Kitchen Splashback Pros and Cons: How to Choose the Best Style
Choosing the right kitchen splashback is an important step in the process of renovation and kitchen installation in Sydney. After all, splashbacks aren’t just there to look good – they also protect your walls from damage that can occur when cooking, like spills and steam.
There is a wide variety of materials, colour and textures to consider for your splashback, and it can frame your entire kitchen’s design. Read on to find out which type of splashback is right for your kitchen and discover its advantages and disadvantages.
The tiled splashback
Pros: Over the past five years, tiled kitchen splashbacks and kitchen benchtops have been trending. Tiled splashbacks are a cost-effective choice, easy to install, clean and maintain. There are endless varieties of colours and textures on offer. Larger tiles look great as a feature wall, while mosaiced designs made from smaller tiles can inject personality into your space.
Cons: As tiled splashbacks reach their peak popularity, it’s possible that the trend will become dated in the future. Tiled splashbacks look easy to install, but they’re not something you can realistically do yourself, so we recommend working with kitchen suppliers to source a professional for the job. Tiles can also collect dirt and grime in the crevices from food splatter, dust and dirt, and can also be easily stained during cooking if not cleaned immediately.
The Picture Window splashback
Pros: One of the biggest benefits of a picture window behind the stove is the abundance of natural light it brings into your kitchen. Not only can it provide a great view of your garden, it also creates an illusion that your kitchen is much bigger than it is, making it the perfect splashback for small spaces.
Cons: One disadvantage of the picture window splashback is that it can create privacy issues for those who live in built-up neighbourhoods. When it comes to kitchen installation in Sydney, this design can be more expensive as it involves more significant structural work. It’s also more difficult to keep clean, as it requires frequent cleaning of both sides of the window.
The glass or mirrored splashback
Pros: The glass splashback is a great material for the kitchen, incredibly durable and able to withstand intense heat. It’s easy and quick to install and instantly makes your kitchen feel twice as big thanks to its mirrored effect. A glass splashback will reflect light and create an illusion of a bigger kitchen space.

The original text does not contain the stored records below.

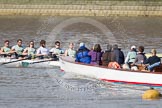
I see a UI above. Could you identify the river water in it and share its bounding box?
[0,16,162,108]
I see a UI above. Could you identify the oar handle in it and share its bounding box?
[1,58,28,65]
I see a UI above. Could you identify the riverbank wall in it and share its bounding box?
[0,0,162,16]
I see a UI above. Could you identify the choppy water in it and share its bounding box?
[0,16,162,108]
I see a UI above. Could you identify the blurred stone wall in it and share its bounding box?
[0,0,162,16]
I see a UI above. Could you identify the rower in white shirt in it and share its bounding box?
[36,40,49,59]
[50,41,64,55]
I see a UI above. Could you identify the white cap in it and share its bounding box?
[79,42,85,47]
[131,45,136,49]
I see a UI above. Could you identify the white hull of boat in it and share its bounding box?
[60,57,162,87]
[0,58,60,68]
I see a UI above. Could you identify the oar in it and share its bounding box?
[1,58,29,65]
[22,59,56,67]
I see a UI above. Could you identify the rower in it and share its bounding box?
[23,41,36,58]
[36,40,49,59]
[50,41,64,58]
[0,40,11,57]
[10,39,24,59]
[65,42,76,58]
[144,49,161,72]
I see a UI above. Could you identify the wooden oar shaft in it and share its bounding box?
[29,59,53,64]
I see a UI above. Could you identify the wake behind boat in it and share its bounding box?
[0,58,60,68]
[60,57,162,87]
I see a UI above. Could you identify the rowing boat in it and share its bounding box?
[0,58,60,68]
[59,57,162,87]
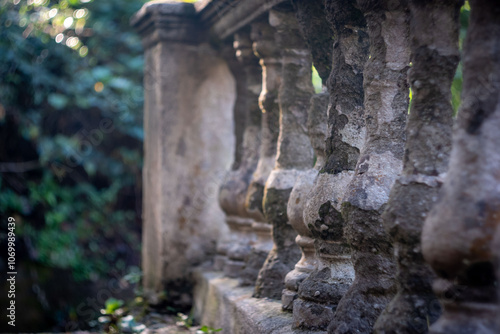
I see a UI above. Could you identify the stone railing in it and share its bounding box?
[132,0,500,334]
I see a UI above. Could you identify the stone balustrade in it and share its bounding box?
[132,0,500,334]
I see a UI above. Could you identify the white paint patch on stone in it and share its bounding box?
[347,151,403,210]
[266,169,300,190]
[304,171,354,225]
[382,11,410,71]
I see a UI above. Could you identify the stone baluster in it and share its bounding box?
[281,0,333,311]
[217,29,261,277]
[254,6,314,299]
[328,0,410,334]
[422,0,500,334]
[241,17,281,285]
[281,93,329,311]
[293,0,368,329]
[375,1,463,333]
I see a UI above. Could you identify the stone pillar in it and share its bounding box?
[281,93,329,311]
[254,7,314,299]
[328,0,410,334]
[422,0,500,334]
[132,1,235,304]
[281,0,333,311]
[293,0,368,329]
[216,30,261,277]
[241,17,281,285]
[375,1,463,333]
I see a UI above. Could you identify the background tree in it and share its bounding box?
[0,0,144,331]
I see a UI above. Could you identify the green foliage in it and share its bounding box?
[104,298,124,314]
[0,0,144,288]
[196,326,222,334]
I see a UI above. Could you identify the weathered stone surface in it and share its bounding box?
[190,270,325,334]
[216,31,262,277]
[241,16,281,285]
[254,8,314,299]
[134,3,235,304]
[375,1,460,333]
[422,0,500,334]
[293,1,368,329]
[328,0,410,334]
[281,93,329,311]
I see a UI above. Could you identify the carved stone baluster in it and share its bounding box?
[220,29,262,277]
[281,0,333,311]
[375,1,463,333]
[293,0,368,329]
[241,17,281,285]
[328,0,410,333]
[281,93,329,311]
[214,37,254,271]
[424,0,500,334]
[254,7,314,299]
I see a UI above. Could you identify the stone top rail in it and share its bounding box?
[131,0,287,47]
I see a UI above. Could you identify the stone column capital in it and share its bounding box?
[130,0,205,49]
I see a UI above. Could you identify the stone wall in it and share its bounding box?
[133,0,500,334]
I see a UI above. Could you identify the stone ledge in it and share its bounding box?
[194,268,326,334]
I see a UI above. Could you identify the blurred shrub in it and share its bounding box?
[0,0,144,281]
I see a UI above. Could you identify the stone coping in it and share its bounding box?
[194,268,326,334]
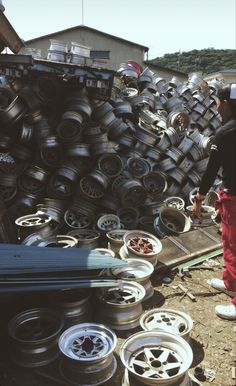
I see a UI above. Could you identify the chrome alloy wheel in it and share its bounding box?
[140,308,193,340]
[120,331,193,386]
[58,323,117,386]
[96,282,146,331]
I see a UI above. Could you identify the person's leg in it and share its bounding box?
[222,196,236,294]
[213,195,236,320]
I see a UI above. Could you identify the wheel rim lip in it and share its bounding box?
[140,308,193,338]
[111,258,154,281]
[164,196,185,210]
[123,230,162,258]
[15,213,51,229]
[8,308,63,345]
[120,331,193,384]
[58,323,117,363]
[159,207,191,234]
[97,281,146,309]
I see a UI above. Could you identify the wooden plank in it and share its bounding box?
[156,225,222,269]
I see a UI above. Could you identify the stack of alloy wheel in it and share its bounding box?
[0,62,221,245]
[120,331,193,386]
[119,230,162,267]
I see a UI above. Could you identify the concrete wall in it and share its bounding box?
[26,29,144,70]
[204,70,236,84]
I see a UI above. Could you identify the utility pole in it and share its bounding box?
[81,0,84,25]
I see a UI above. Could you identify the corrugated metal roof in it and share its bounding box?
[0,11,24,54]
[25,24,149,52]
[144,60,187,76]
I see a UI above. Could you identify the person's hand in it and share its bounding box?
[192,192,205,218]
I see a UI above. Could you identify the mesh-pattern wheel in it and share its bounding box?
[58,323,117,386]
[64,209,92,229]
[140,308,193,340]
[97,214,120,232]
[143,172,167,194]
[80,176,104,199]
[127,157,150,178]
[98,154,123,177]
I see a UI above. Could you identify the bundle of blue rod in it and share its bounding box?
[0,244,127,293]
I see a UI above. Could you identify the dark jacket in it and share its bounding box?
[199,119,236,195]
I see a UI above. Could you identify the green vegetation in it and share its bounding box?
[150,48,236,75]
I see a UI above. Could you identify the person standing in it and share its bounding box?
[193,84,236,320]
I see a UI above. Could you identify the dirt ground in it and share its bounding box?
[149,257,236,386]
[0,257,236,386]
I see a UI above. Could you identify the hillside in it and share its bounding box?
[150,48,236,74]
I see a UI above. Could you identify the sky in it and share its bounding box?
[2,0,236,59]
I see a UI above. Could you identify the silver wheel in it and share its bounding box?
[120,331,193,386]
[58,323,117,386]
[96,282,145,331]
[140,308,193,340]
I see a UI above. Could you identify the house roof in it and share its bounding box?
[144,60,188,76]
[25,24,149,52]
[0,10,24,54]
[218,68,236,74]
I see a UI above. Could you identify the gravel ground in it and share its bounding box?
[0,257,236,386]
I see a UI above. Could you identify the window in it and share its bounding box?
[90,51,110,59]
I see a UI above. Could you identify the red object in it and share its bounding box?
[215,190,236,305]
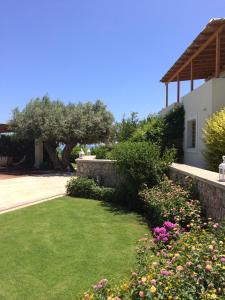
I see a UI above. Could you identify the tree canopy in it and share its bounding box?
[10,96,114,169]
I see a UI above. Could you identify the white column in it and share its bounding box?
[34,139,43,169]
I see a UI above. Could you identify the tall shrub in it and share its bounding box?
[203,108,225,171]
[110,141,174,206]
[131,115,165,145]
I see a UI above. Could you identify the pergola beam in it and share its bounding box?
[167,24,224,82]
[177,74,180,103]
[216,32,220,78]
[166,82,169,107]
[191,60,194,92]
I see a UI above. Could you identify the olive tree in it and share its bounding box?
[10,96,114,169]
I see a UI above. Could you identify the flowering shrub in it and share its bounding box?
[139,177,201,227]
[85,221,225,300]
[153,221,181,246]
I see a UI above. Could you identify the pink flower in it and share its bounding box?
[205,265,212,272]
[213,223,220,228]
[160,270,172,276]
[163,221,176,230]
[139,291,145,298]
[150,279,156,285]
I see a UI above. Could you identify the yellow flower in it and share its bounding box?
[149,285,157,294]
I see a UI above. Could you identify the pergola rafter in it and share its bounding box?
[160,19,225,106]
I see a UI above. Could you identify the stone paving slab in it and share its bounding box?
[0,174,71,213]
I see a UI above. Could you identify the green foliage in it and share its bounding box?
[131,115,165,145]
[203,108,225,171]
[164,105,185,162]
[70,146,85,163]
[83,221,225,300]
[66,177,116,201]
[91,145,112,159]
[110,141,174,207]
[116,112,139,142]
[0,134,34,167]
[10,96,113,168]
[139,177,201,227]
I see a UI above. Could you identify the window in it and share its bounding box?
[187,119,196,149]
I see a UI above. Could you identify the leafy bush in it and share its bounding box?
[115,112,139,142]
[0,134,34,168]
[110,141,174,206]
[69,146,85,163]
[91,146,112,159]
[203,108,225,171]
[139,177,201,227]
[66,177,116,201]
[84,222,225,300]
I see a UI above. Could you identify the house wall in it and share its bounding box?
[181,78,225,168]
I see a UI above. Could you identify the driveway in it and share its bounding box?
[0,174,70,213]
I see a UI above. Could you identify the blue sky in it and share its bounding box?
[0,0,225,123]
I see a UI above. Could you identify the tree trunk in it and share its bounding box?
[62,143,76,170]
[44,142,63,170]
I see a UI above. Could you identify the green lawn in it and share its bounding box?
[0,197,148,300]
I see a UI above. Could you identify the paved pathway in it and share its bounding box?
[0,174,72,213]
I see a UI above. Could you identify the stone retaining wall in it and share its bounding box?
[170,164,225,220]
[76,158,119,187]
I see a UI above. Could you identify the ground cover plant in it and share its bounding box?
[83,179,225,300]
[0,197,147,300]
[139,176,203,227]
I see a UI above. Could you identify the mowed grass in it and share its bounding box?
[0,197,148,300]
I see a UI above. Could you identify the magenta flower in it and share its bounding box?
[163,221,176,230]
[160,270,172,276]
[150,279,156,285]
[153,227,167,234]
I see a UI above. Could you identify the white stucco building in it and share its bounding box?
[161,19,225,168]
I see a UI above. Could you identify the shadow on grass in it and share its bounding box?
[101,201,150,228]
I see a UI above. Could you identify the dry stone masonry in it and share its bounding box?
[170,164,225,220]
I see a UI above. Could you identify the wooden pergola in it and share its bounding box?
[160,19,225,107]
[0,124,11,133]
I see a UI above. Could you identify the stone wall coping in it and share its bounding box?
[76,158,116,164]
[170,163,225,190]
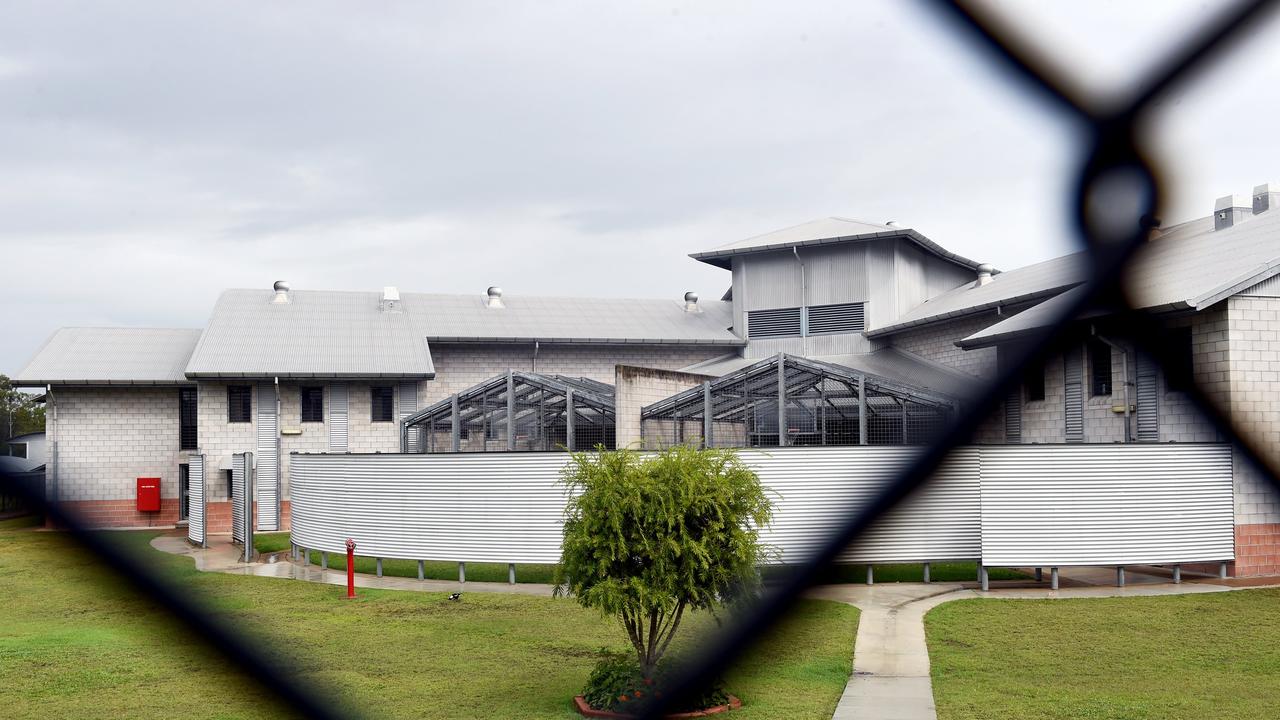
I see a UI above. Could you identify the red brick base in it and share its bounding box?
[49,497,289,533]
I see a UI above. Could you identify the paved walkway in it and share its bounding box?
[809,568,1235,720]
[151,536,553,597]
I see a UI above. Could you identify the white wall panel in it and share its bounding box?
[982,443,1235,566]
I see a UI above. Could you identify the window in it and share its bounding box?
[369,387,396,423]
[178,387,200,450]
[300,387,324,423]
[227,386,253,423]
[1089,340,1111,397]
[1160,328,1194,392]
[1023,363,1044,402]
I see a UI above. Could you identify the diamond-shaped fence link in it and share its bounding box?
[3,0,1280,717]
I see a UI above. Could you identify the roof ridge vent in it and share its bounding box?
[378,284,402,313]
[485,286,506,307]
[1213,193,1253,231]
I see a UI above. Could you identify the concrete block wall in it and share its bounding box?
[613,365,714,448]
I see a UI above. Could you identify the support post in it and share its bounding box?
[778,352,788,447]
[507,370,516,451]
[564,389,577,450]
[858,375,867,445]
[449,393,462,452]
[703,380,712,447]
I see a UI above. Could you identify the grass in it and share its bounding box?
[925,589,1280,720]
[0,521,858,720]
[253,533,556,583]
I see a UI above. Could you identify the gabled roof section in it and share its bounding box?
[14,328,200,387]
[867,252,1088,337]
[404,293,746,346]
[690,217,979,270]
[187,290,435,378]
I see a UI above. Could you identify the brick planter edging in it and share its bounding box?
[573,696,742,720]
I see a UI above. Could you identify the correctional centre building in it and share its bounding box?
[15,184,1280,575]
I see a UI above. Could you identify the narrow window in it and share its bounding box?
[1161,328,1194,392]
[369,386,396,423]
[178,387,200,450]
[227,386,253,423]
[300,387,324,423]
[1089,340,1111,397]
[1023,363,1044,402]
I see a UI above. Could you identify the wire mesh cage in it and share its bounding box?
[641,354,956,448]
[402,372,616,452]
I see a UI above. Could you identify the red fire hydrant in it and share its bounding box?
[347,538,356,598]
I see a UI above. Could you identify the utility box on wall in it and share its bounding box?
[138,478,160,512]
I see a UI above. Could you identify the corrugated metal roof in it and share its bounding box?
[14,328,200,387]
[867,252,1088,337]
[690,217,979,269]
[680,347,980,398]
[404,289,746,346]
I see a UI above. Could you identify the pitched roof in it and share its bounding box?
[14,328,200,387]
[690,217,979,269]
[867,252,1088,337]
[404,295,746,346]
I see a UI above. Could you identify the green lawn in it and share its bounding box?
[0,512,858,720]
[925,589,1280,720]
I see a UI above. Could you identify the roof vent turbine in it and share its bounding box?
[485,286,506,307]
[1213,195,1253,231]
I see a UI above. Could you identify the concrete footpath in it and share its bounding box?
[151,536,554,597]
[808,568,1239,720]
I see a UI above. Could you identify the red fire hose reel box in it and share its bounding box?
[138,478,160,512]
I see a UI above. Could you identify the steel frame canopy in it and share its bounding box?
[640,352,957,448]
[401,370,616,452]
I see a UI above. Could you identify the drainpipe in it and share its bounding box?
[1089,325,1133,442]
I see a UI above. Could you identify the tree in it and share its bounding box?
[0,375,45,442]
[556,447,772,679]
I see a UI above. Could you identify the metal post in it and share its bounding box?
[858,375,867,445]
[449,393,462,452]
[507,370,516,450]
[778,352,788,447]
[703,380,712,447]
[564,389,577,450]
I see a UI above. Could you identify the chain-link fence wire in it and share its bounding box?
[0,0,1280,717]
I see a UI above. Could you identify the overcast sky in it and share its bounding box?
[0,0,1280,374]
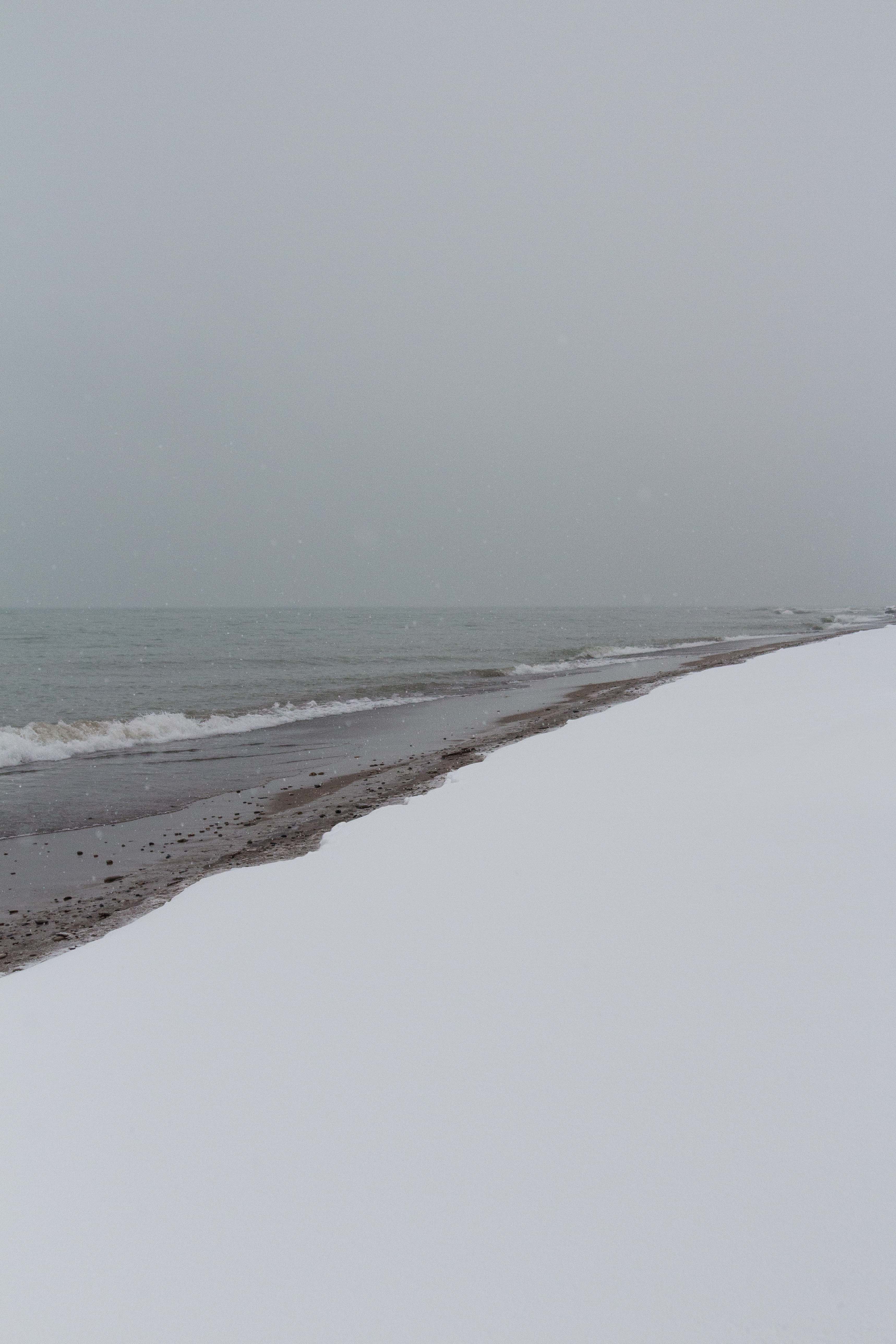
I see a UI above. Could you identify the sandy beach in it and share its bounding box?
[0,629,896,1344]
[0,623,854,976]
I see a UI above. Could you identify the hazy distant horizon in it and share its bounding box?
[0,0,896,609]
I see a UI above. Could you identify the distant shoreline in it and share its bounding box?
[0,626,868,974]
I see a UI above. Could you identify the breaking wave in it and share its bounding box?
[0,695,439,767]
[513,634,743,676]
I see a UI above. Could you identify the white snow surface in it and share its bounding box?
[0,628,896,1344]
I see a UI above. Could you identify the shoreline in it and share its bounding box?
[0,629,870,976]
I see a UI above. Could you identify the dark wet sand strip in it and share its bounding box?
[0,630,850,974]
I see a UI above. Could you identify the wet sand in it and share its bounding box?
[0,630,849,974]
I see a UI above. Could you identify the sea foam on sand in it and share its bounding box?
[0,629,896,1344]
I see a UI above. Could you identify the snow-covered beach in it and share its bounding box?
[0,628,896,1344]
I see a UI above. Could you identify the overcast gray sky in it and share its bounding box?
[0,0,896,605]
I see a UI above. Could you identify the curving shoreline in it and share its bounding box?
[0,618,881,974]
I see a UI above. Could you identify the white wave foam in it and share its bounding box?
[0,695,439,767]
[513,634,731,676]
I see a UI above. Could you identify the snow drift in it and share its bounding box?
[0,629,896,1344]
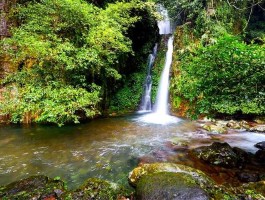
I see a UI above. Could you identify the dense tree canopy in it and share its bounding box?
[0,0,157,125]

Cons: A glass splashback will not hide any markings of dirt, food or dust, and can become dirty quite quickly. They will attract fingerprints and easily smudge when touched, which can be difficult to maintain. The glass splashback might also require custom joinery when installed into a larger kitchen and might come at an expense depending on the size of your space.
The continuous splashback
Pros: If you like the materials that you have chosen for your kitchen benches, continuing the same material up the wall to create your splashback could be an easy design choice. This creates a streamlined, minimal kitchen design and means one less decision you need to make. This option can also minimise installation time for kitchen suppliers.
Cons: A continuous splashback is realistically limited to marble and engineered stone, which means that it could be an expensive option depending on the size of your kitchen and how high up the wall you want your splashback to go.
The stainless steel splashback
Pros: Stainless steel splashbacks are a low-maintenance choice in terms of cleaning and upkeep, and will look modern in any kitchen. Stainless steel is also cheaper than other splashback materials.
Cons: Over time, stainless steel can begin to show scratches and damages from wear and tear, which can only be addressed by replacing the splashback entirely.